WASHINGTON — Two long-range American bombers have conducted what Pentagon
officials described Tuesday as a routine training mission through international
air space recently claimed by China as its “air defense identification zone.”
The Chinese government said Saturday that it has the
right to identify, monitor and possibly take military action against aircraft
that enter the area, which includes sea and islands also claimed by Japan. The
claim threatens to escalate an already tense dispute over some of the maritime
territory. American officials said the pair of B-52s carried out a mission
that had been planned long in advance of the Chinese announcement this past
weekend, and that the United States military would continue to assert its right
to fly through what it regards as international air space. Pentagon officials
said the two bombers made a round-trip flight from Guam, passing through a zone
that covers sea and islands that are the subject of a sovereignty dispute
between Japan and China. Officials said there had been no Chinese response to
the bomber run. Within hours of the Chinese announcement this weekend that it
had declared what Beijing termed an “East China Sea Air Defense Identification
Zone,” Defense Secretary Chuck Hagel issued a statement expressing deep concern
over the action. “We view this development as a destabilizing attempt to alter
the status quo in the region,” Mr. Hagel said. “This unilateral action increases
the risk of misunderstanding and miscalculations.” Mr. Hagel noted that “this
announcement by the People’s Republic of China will not in any way change how
the United States conducts military operations in the region.” Pentagon
officials said the training sortie by the two B-52s could be seen as
underscoring that commitment to preserving traditional rules of international
air space. Mr. Hagel’s statement said the United States had conveyed “concerns
to China through diplomatic and military channels, and we are in close
consultation with our allies and partners in the region, including Japan.” His
statement concluded by noting the United States is “steadfast in our commitments
to our allies and partners. The United States reaffirms its longstanding policy
that Article V of the U.S.-Japan Mutual Defense Treaty applies to the Senkaku
Islands.” The move by China appeared to be another step in its efforts to
intensify pressure on Japan over the Japanese-controlled islands in the East
China Sea that are at the heart of the dispute. The declaration, from a
Ministry of National Defense spokesman, Col.
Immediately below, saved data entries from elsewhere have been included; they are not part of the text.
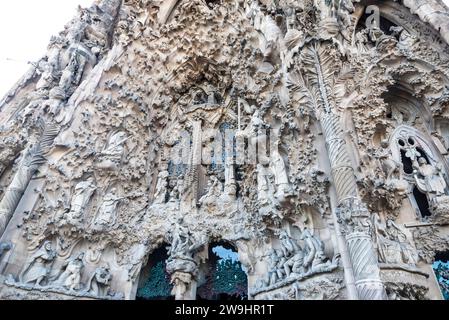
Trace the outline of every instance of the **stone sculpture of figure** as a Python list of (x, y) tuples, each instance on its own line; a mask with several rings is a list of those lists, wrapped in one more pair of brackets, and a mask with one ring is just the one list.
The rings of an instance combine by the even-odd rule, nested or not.
[(282, 31), (270, 14), (265, 14), (256, 1), (253, 1), (247, 14), (251, 18), (254, 28), (260, 31), (265, 38), (264, 62), (272, 62), (273, 53), (277, 49)]
[(443, 177), (441, 164), (432, 166), (424, 157), (421, 157), (418, 159), (418, 165), (414, 164), (413, 175), (421, 192), (436, 196), (445, 194), (447, 184)]
[(208, 192), (198, 201), (200, 206), (204, 206), (210, 212), (217, 206), (217, 200), (223, 193), (222, 183), (216, 176), (212, 176), (207, 185)]
[(108, 264), (97, 268), (87, 283), (89, 293), (97, 297), (105, 297), (108, 295), (112, 280), (112, 274)]
[(324, 255), (324, 243), (318, 237), (312, 235), (308, 228), (304, 228), (301, 234), (301, 240), (306, 245), (304, 267), (312, 269), (312, 266), (318, 266), (325, 262), (327, 258)]
[(279, 139), (275, 142), (275, 147), (271, 152), (271, 168), (274, 172), (275, 184), (277, 188), (276, 197), (279, 200), (285, 198), (291, 192), (288, 179), (287, 168), (284, 158), (279, 152)]
[(156, 192), (154, 193), (154, 204), (163, 204), (167, 200), (168, 176), (167, 170), (159, 172)]
[(257, 198), (260, 205), (268, 204), (270, 197), (270, 182), (268, 178), (268, 170), (264, 165), (257, 164)]
[(306, 273), (304, 268), (304, 252), (299, 250), (293, 257), (288, 259), (284, 264), (284, 270), (287, 277), (291, 274), (303, 275)]
[(62, 270), (64, 270), (55, 282), (56, 286), (63, 287), (70, 291), (80, 290), (81, 285), (81, 273), (84, 268), (84, 252), (80, 253), (76, 258), (70, 260), (64, 264)]
[(115, 224), (117, 218), (117, 206), (125, 197), (117, 196), (117, 189), (112, 189), (104, 198), (98, 215), (94, 220), (94, 227), (104, 228)]
[(355, 34), (356, 37), (356, 44), (357, 44), (357, 51), (361, 54), (366, 53), (369, 51), (368, 47), (368, 30), (362, 29), (359, 32)]
[(123, 131), (113, 134), (108, 145), (100, 152), (102, 162), (98, 167), (106, 170), (117, 170), (125, 153), (125, 142), (127, 140), (127, 135)]
[(278, 281), (278, 273), (277, 266), (279, 263), (279, 256), (276, 253), (276, 250), (272, 249), (269, 252), (269, 263), (268, 263), (268, 281), (266, 283), (267, 286), (272, 286)]
[(411, 248), (407, 236), (393, 220), (389, 219), (384, 224), (377, 215), (375, 227), (380, 262), (409, 265), (417, 263), (416, 254)]
[(218, 104), (217, 89), (214, 88), (214, 86), (212, 86), (211, 84), (207, 84), (206, 94), (207, 94), (207, 104), (209, 104), (209, 105)]
[(299, 251), (299, 246), (295, 241), (288, 235), (285, 230), (282, 230), (279, 239), (281, 241), (281, 250), (284, 257), (291, 257), (297, 251)]
[(391, 157), (391, 151), (388, 140), (382, 140), (380, 143), (380, 149), (376, 153), (376, 157), (379, 159), (382, 165), (382, 169), (385, 173), (386, 181), (389, 181), (392, 175), (399, 168), (399, 164)]
[(41, 287), (44, 281), (49, 280), (49, 274), (56, 258), (56, 251), (53, 250), (51, 241), (46, 241), (44, 245), (31, 256), (25, 268), (20, 274), (20, 281), (23, 284), (34, 284)]
[(148, 242), (138, 244), (131, 249), (130, 260), (127, 264), (128, 281), (134, 282), (139, 275), (143, 260), (147, 254)]
[(67, 213), (67, 222), (77, 224), (81, 221), (92, 195), (97, 190), (94, 182), (94, 178), (89, 178), (76, 185), (70, 211)]
[(183, 222), (184, 219), (179, 218), (178, 222), (174, 225), (174, 230), (172, 233), (172, 244), (168, 251), (169, 256), (183, 256), (188, 254), (190, 230), (182, 225)]

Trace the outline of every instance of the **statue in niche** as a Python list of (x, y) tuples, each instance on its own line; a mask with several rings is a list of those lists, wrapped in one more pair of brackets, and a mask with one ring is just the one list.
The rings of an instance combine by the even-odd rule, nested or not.
[(84, 252), (62, 266), (62, 273), (56, 277), (54, 285), (70, 291), (81, 289), (81, 273), (84, 269)]
[(225, 162), (225, 197), (230, 201), (235, 199), (237, 195), (237, 182), (235, 180), (235, 167), (233, 160), (230, 159)]
[(94, 178), (89, 178), (76, 185), (75, 193), (70, 205), (70, 211), (66, 215), (67, 222), (72, 224), (81, 222), (87, 205), (89, 204), (92, 195), (97, 190), (94, 182)]
[(113, 188), (111, 192), (103, 198), (97, 217), (94, 220), (94, 229), (102, 230), (105, 227), (113, 226), (117, 218), (117, 206), (119, 202), (126, 197), (117, 196), (117, 189)]
[(104, 170), (118, 170), (125, 153), (125, 142), (129, 138), (123, 131), (113, 134), (108, 141), (107, 146), (100, 152), (101, 163), (98, 168)]
[(56, 251), (53, 249), (51, 241), (46, 241), (25, 264), (25, 268), (20, 274), (20, 282), (25, 285), (34, 284), (36, 287), (42, 287), (44, 282), (49, 280), (55, 259)]
[(380, 217), (375, 217), (377, 250), (379, 261), (388, 264), (416, 265), (418, 257), (408, 242), (407, 236), (391, 219), (382, 223)]
[(416, 185), (421, 192), (434, 194), (436, 196), (444, 195), (447, 184), (442, 172), (442, 165), (435, 166), (427, 163), (424, 157), (418, 159), (413, 164), (413, 176), (415, 177)]
[(217, 200), (223, 193), (223, 184), (216, 176), (212, 176), (207, 184), (207, 189), (208, 192), (201, 197), (198, 204), (212, 213), (217, 207)]
[(111, 285), (112, 274), (108, 264), (97, 268), (87, 283), (89, 293), (97, 297), (105, 297), (108, 295)]
[(257, 198), (259, 203), (264, 206), (268, 205), (270, 198), (270, 178), (268, 169), (262, 165), (257, 164)]
[(277, 188), (276, 197), (279, 201), (284, 200), (291, 193), (290, 181), (288, 179), (287, 168), (284, 158), (279, 152), (280, 139), (275, 142), (271, 153), (271, 169), (274, 172), (275, 185)]
[(163, 204), (167, 200), (167, 190), (168, 190), (168, 177), (169, 173), (167, 170), (161, 171), (158, 174), (156, 192), (154, 193), (154, 204)]

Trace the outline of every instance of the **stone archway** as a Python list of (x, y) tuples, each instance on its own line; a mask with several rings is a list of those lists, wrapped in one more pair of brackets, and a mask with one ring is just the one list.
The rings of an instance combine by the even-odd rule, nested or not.
[(148, 258), (140, 273), (136, 300), (173, 300), (173, 285), (166, 271), (167, 247), (162, 245)]
[(239, 261), (237, 248), (226, 241), (213, 242), (208, 256), (200, 266), (197, 300), (247, 300), (247, 270)]

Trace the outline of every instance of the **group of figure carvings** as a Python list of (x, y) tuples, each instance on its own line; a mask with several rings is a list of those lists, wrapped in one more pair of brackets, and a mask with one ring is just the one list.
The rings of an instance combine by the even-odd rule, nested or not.
[(85, 253), (80, 252), (55, 270), (58, 254), (51, 241), (45, 241), (24, 264), (18, 279), (11, 275), (6, 280), (10, 286), (43, 291), (70, 292), (93, 297), (120, 298), (110, 290), (112, 274), (108, 264), (95, 269), (87, 283), (82, 282)]

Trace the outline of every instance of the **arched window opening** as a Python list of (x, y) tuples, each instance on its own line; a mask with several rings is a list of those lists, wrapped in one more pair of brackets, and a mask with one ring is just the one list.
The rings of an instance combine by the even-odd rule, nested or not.
[[(357, 24), (357, 31), (360, 31), (362, 29), (365, 29), (366, 26), (366, 20), (368, 19), (368, 17), (371, 16), (372, 13), (366, 13), (366, 9), (365, 9), (365, 14), (360, 18), (359, 23)], [(382, 30), (382, 32), (386, 35), (391, 35), (393, 34), (393, 29), (392, 27), (398, 27), (395, 23), (391, 22), (390, 20), (380, 16), (380, 30)]]
[(140, 274), (137, 300), (174, 300), (170, 275), (166, 271), (167, 259), (165, 245), (151, 254)]
[(209, 259), (201, 266), (197, 300), (242, 301), (248, 299), (246, 270), (237, 250), (227, 242), (209, 246)]
[(219, 4), (219, 0), (206, 0), (206, 4), (209, 8), (213, 9), (216, 5)]
[(429, 201), (427, 200), (427, 196), (419, 191), (416, 186), (413, 188), (413, 196), (415, 197), (421, 217), (430, 217), (432, 212), (429, 210)]
[(402, 159), (402, 165), (404, 167), (404, 172), (407, 174), (413, 173), (413, 163), (412, 160), (407, 157), (406, 151), (401, 149), (401, 159)]
[(444, 299), (449, 300), (449, 251), (438, 252), (432, 267)]
[(420, 158), (426, 159), (427, 164), (430, 164), (429, 157), (427, 156), (427, 154), (425, 153), (425, 151), (422, 148), (416, 147), (416, 151), (418, 151), (419, 154), (421, 155)]

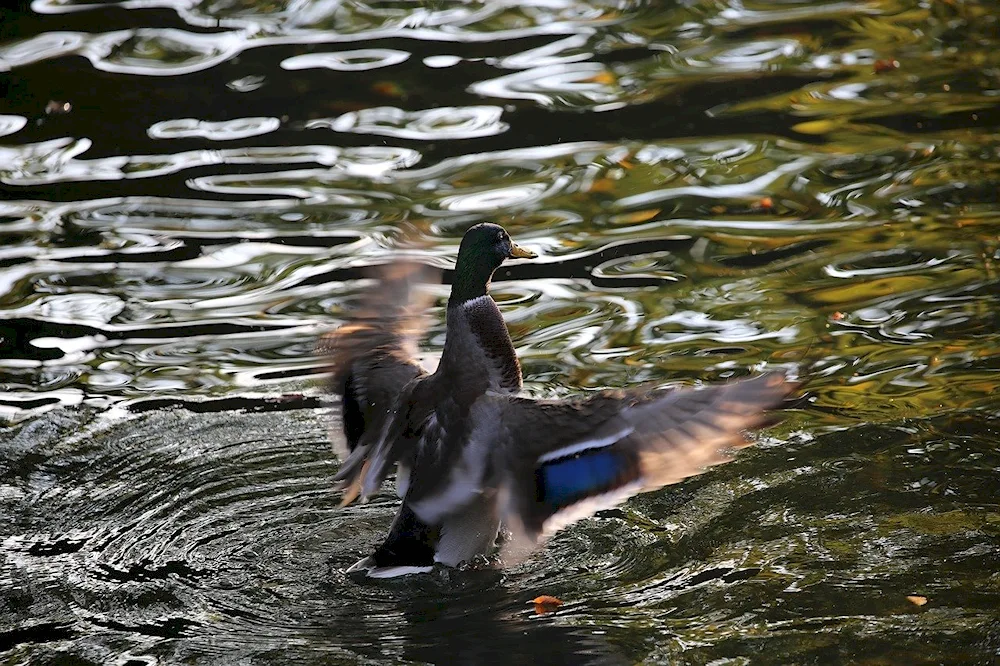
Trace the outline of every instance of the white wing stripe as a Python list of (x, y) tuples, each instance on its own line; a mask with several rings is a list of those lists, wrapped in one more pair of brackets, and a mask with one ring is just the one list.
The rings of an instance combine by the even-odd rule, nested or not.
[(575, 455), (580, 451), (586, 451), (588, 449), (601, 449), (605, 446), (611, 446), (621, 438), (631, 435), (633, 432), (635, 432), (635, 427), (626, 425), (618, 432), (607, 435), (606, 437), (601, 437), (600, 439), (585, 439), (582, 442), (577, 442), (576, 444), (564, 446), (561, 449), (549, 451), (548, 453), (539, 456), (538, 462), (546, 463), (552, 460), (559, 460), (560, 458)]
[(588, 518), (598, 511), (617, 506), (623, 500), (642, 492), (642, 489), (643, 483), (641, 480), (632, 481), (624, 486), (609, 490), (606, 493), (592, 495), (579, 502), (565, 506), (553, 513), (542, 523), (541, 536), (542, 538), (548, 538), (567, 525), (571, 525), (582, 518)]

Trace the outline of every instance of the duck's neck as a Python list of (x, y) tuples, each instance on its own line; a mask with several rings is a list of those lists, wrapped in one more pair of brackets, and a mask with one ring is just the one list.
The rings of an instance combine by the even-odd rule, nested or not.
[(455, 264), (455, 278), (451, 284), (448, 306), (461, 305), (485, 296), (489, 292), (490, 279), (497, 266), (483, 261), (475, 253), (462, 252)]
[(489, 295), (448, 304), (448, 337), (438, 371), (450, 390), (474, 399), (521, 388), (521, 364), (500, 308)]
[(488, 289), (494, 268), (455, 267), (448, 299), (448, 337), (441, 364), (453, 389), (470, 397), (485, 390), (516, 391), (521, 387), (521, 366), (507, 324)]

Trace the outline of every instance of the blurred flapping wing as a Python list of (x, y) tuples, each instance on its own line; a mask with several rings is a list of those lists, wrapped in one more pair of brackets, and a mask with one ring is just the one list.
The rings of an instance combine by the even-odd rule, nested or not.
[(373, 446), (398, 411), (404, 388), (426, 375), (414, 358), (426, 329), (431, 297), (420, 284), (440, 281), (440, 272), (423, 264), (397, 261), (373, 270), (375, 283), (350, 319), (323, 335), (318, 349), (327, 354), (331, 389), (341, 396), (343, 435), (332, 433), (341, 459), (336, 476), (343, 504), (358, 494)]
[(500, 511), (517, 557), (557, 530), (637, 493), (727, 462), (768, 425), (794, 384), (772, 373), (703, 389), (606, 391), (511, 400), (499, 451)]

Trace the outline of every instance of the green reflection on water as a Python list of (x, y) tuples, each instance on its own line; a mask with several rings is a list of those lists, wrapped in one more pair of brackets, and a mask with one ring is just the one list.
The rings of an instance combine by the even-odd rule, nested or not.
[[(996, 3), (35, 4), (0, 14), (0, 661), (997, 659)], [(362, 48), (411, 57), (282, 65)], [(804, 399), (502, 576), (385, 589), (339, 574), (395, 504), (337, 509), (326, 414), (99, 416), (317, 393), (363, 269), (484, 218), (542, 255), (494, 288), (530, 393)]]

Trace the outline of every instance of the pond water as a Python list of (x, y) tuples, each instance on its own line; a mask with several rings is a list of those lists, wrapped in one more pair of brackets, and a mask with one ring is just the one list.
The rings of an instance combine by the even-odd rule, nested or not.
[[(6, 5), (0, 663), (1000, 660), (998, 3)], [(315, 340), (484, 219), (532, 394), (803, 398), (514, 568), (348, 579), (396, 502), (337, 508)]]

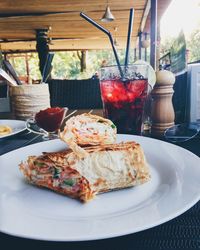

Yang Yujun, accompanied the
ministry’s release of a map, geographic coordinates and rules in Chinese and
English that said “China’s armed forces will take defensive emergency measures
to respond to aircraft that do not cooperate in identification or refuse to
follow orders.” “The objective is to defend national sovereignty and
territorial and air security, as well as to maintain orderly aviation,” Colonel
Yang said in comments issued on the ministry’s website.